I haven't done the course yet, I've just found it. But, from the rationale video, the course seems to be more about weaving recurrent fundamental data science concepts throughout, emphasizing one particular concept or technique in each chapter, so I guess that it would make more sense to take it as a whole.
It is intended as a "glue" course, having completed CS fundamentals and before core data science courses, like statistics, machine learning and databases, giving students a context for what lies ahead, and just enough to be dangerous and start doing data science stuff.
If this is what you are after, you may also want to consider CMU's "Practical Data Science", which seems to have a similar approach, videos, much more machine learning and big data, and is also very current, but doesn't have such a nice companion online book (but the notes look great) and has much less statistics: http://datasciencecourse.org
Both look like great DS intro courses from top universities, we are spoilt.
And then, also from Berkeley, there is "Data 8", which is intended for those who want an intro to data science, but don't have any programming or college math knowledge yet; it also has a similar online book with working links to Jupyter notebooks: http://data8.org/sp19/ (and videos: https://www.youtube.com/playlist?list=PLXbeRfilLvMoC3QZKxRrp...)
As I understand things, the Cartesian product (AKA the cross join) cannot be nicely depicted using Venn diagrams, you're right.

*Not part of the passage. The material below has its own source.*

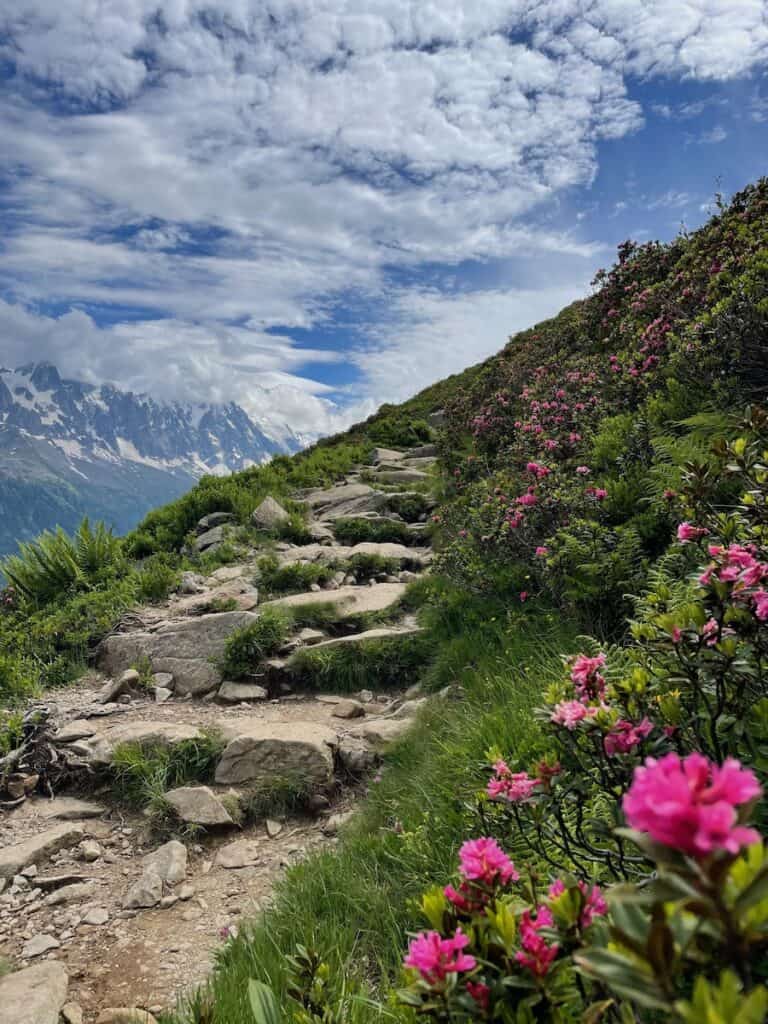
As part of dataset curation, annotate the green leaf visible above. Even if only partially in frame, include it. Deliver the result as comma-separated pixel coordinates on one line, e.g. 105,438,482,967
248,979,283,1024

However, Venn diagrams are a great way to depict the set logic that applies to the join keys of left, right, inner, and outer joins.
I thought a cartesian (cross) product produced an ordered output (tuple), an element from each set?
I don't have any experience with data science, but my brain wants to apply linear algebra and set theory...
So, in the above linked example, to clean we would first do an intersect operation on user names to remove people who don't appear in each set.
Then, to put the tables together (to append emails to appropriate names) we do a cross product between the filtered sets (assuming the sets have been ordered).
Is my intuition correct? I also have zero experience with DBs.
I'd assume because you have the --no-install-recommends flag on your apt-get call. Maybe something you're doing requires the recommended (but not dependent) packages. I haven't done it yet, but that's my assumption at first glance, so take it with a grain of salt.
I haven’t looked at the material yet, but I did try to read Deborah Nolan’s book Data Science in R, and it was a confounding experience. I remember thinking “the material in this book is so far from anything that I’ve ever heard described as ‘Data Science’ that it renders the phrase useless”
I've never looked at Data Science in R, but Hadley Wickam's R for Data Science is great in my opinion. Really applicable, down to earth, and focuses much more on the meat of data science (data manipulation and munging, visualization, relational data, and efficient programing) more than the typical "fit a neural network to this idealized toy data set!"
Course design: https://youtu.be/HITIm3KoU2U
Course website: http://www.ds100.org/sp19/